Do you need Redis? PostgreSQL does queuing, locking, and pub/sub (2021)

Scope of the Debate

  • Article’s claim: PostgreSQL can handle queuing, locking, and pub/sub, reducing the need for Redis.
  • Thread broadens this to: when is Redis actually warranted vs “just use Postgres” (or even in-process memory)?

Performance and In‑Memory vs Local DB

  • Several argue Redis’ core value is ultra‑low latency, in‑memory data structures, especially when co‑located with the app.
  • Others counter that:
    • A plain in‑process hashmap is faster still if only one process needs the data.
    • PostgreSQL on the same host with local/Unix sockets and shared buffers can be very fast; properly tuned, many workloads complete well under a millisecond.
  • Some benchmark links are criticized as flawed (e.g., no prepared statements), making direct Redis vs Postgres performance claims unclear.

Redis Use Cases Highlighted

  • Shared cache or session store for multiple web workers or hosts.
  • IPC and “shared memory” for languages or architectures without good global state.
  • Backing job systems (e.g., using lists, sorted sets, hashes as queues and indexes).
  • Use of special data structures (HyperLogLog, Bloom/Cuckoo filters, sorted sets, token buckets).
  • Persistence across app restarts without re‑implementing a small database.

PostgreSQL Capabilities and Limits

  • Queues: SELECT … FOR UPDATE SKIP LOCKED works well for modest throughput; at higher rates, table bloat and vacuum behavior become concerns. Partitioning queues by time is suggested.
  • Locks: Advisory locks are useful but have a global integer keyspace and shared namespace; some see this as awkward for application‑level locking.
  • Pub/sub: Works, but message size is limited (~8 KB); workarounds (store payloads in tables) add complexity.
  • Caching: Writes, updates, vacuuming, durability, and lack of automatic TTL make Postgres a weaker fit than Redis for high‑churn caches, though unlogged tables and tuning can mitigate this.

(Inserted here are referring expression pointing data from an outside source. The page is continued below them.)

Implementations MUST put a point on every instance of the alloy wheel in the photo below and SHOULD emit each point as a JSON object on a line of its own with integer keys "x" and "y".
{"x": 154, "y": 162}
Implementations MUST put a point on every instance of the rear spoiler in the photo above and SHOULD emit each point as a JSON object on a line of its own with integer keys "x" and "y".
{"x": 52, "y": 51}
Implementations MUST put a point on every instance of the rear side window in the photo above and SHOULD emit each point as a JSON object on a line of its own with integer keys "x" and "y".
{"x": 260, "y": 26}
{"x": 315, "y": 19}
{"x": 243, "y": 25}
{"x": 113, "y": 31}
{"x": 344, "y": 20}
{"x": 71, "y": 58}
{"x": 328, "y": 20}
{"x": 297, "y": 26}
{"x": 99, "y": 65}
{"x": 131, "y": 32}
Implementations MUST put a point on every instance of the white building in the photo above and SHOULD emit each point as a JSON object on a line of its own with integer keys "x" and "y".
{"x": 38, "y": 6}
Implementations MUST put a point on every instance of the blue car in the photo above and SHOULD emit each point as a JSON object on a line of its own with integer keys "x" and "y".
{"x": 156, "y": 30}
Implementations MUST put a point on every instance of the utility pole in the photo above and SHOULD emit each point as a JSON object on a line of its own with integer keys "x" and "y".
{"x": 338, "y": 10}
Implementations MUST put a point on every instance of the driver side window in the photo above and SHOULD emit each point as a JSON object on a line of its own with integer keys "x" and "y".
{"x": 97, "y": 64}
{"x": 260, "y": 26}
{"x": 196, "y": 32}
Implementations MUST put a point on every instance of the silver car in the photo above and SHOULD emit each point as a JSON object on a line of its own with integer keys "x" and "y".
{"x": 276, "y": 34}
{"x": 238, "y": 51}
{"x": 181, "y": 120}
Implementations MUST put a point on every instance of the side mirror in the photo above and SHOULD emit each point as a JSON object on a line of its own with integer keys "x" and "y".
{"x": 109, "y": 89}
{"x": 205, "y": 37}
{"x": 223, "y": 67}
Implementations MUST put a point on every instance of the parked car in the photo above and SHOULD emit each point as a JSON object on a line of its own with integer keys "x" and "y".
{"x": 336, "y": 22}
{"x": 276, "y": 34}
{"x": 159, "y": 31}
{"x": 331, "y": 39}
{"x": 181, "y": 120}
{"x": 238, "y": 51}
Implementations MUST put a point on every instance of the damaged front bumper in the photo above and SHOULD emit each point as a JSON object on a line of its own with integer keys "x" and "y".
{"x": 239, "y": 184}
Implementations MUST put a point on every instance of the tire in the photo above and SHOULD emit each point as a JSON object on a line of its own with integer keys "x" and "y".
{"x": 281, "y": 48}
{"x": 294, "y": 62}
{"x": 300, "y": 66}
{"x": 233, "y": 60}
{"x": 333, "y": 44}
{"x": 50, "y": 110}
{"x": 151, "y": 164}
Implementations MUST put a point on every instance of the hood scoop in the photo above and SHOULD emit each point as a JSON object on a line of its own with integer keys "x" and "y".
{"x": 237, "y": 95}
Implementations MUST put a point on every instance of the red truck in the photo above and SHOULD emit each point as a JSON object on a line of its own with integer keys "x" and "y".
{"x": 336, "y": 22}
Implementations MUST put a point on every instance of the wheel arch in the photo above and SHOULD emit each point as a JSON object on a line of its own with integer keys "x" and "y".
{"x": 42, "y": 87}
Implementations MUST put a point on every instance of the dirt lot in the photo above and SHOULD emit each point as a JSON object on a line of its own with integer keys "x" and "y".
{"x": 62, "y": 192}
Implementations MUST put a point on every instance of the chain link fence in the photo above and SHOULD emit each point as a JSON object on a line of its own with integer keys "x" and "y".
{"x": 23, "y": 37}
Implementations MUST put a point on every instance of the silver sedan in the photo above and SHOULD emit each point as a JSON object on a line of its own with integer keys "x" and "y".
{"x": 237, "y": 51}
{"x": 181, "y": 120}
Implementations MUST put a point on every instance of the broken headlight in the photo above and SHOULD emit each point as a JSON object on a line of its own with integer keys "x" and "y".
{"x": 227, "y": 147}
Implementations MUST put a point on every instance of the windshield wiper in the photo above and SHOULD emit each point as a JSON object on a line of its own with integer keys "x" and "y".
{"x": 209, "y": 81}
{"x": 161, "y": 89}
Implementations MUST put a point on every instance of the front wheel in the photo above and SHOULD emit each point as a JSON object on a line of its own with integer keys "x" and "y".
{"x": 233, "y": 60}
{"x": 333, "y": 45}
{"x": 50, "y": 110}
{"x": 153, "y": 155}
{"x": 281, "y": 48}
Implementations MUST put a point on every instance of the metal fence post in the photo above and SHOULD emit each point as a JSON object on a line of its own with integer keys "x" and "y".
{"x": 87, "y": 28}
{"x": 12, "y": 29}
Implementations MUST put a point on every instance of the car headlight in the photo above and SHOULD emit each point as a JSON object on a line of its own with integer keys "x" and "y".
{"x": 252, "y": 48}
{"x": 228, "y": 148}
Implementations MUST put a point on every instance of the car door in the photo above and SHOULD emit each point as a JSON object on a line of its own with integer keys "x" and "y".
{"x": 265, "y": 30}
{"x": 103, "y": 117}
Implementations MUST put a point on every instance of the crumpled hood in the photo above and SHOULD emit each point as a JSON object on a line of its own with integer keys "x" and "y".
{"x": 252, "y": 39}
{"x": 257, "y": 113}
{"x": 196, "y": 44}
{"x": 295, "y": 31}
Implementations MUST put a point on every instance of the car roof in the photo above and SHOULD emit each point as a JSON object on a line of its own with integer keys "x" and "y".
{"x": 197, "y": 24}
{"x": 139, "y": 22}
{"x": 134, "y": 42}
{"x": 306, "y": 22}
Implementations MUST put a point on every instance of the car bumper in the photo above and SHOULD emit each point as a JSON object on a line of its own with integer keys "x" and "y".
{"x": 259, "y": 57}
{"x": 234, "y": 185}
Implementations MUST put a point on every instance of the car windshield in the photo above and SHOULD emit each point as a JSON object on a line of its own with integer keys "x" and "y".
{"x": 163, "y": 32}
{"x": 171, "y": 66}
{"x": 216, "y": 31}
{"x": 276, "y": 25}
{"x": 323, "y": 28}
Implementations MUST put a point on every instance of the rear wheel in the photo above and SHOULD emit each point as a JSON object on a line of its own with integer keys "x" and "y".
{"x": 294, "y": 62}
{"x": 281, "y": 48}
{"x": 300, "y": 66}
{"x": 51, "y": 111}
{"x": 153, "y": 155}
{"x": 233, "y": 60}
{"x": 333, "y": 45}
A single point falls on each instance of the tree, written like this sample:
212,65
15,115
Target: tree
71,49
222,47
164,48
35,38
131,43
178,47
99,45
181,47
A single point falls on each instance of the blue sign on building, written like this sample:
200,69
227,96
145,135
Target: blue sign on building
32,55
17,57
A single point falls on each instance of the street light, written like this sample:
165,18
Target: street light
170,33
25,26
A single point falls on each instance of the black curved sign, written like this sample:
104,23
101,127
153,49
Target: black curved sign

Operational Trade‑offs and Design Guidance

  • Many emphasize simplicity: start with Postgres; add Redis (or similar) only when proven necessary.
  • Others note Redis is easy to deploy and offloads low‑value, high‑churn data (sessions, cache) from the primary DB.
  • Concerns raised about overloading Postgres with every responsibility, impact on migrations, locking, and UI latency.
  • Consensus direction: Postgres can go very far (especially for moderate queues/locks), but Redis remains better for high‑performance caching and specialized in‑memory data structures.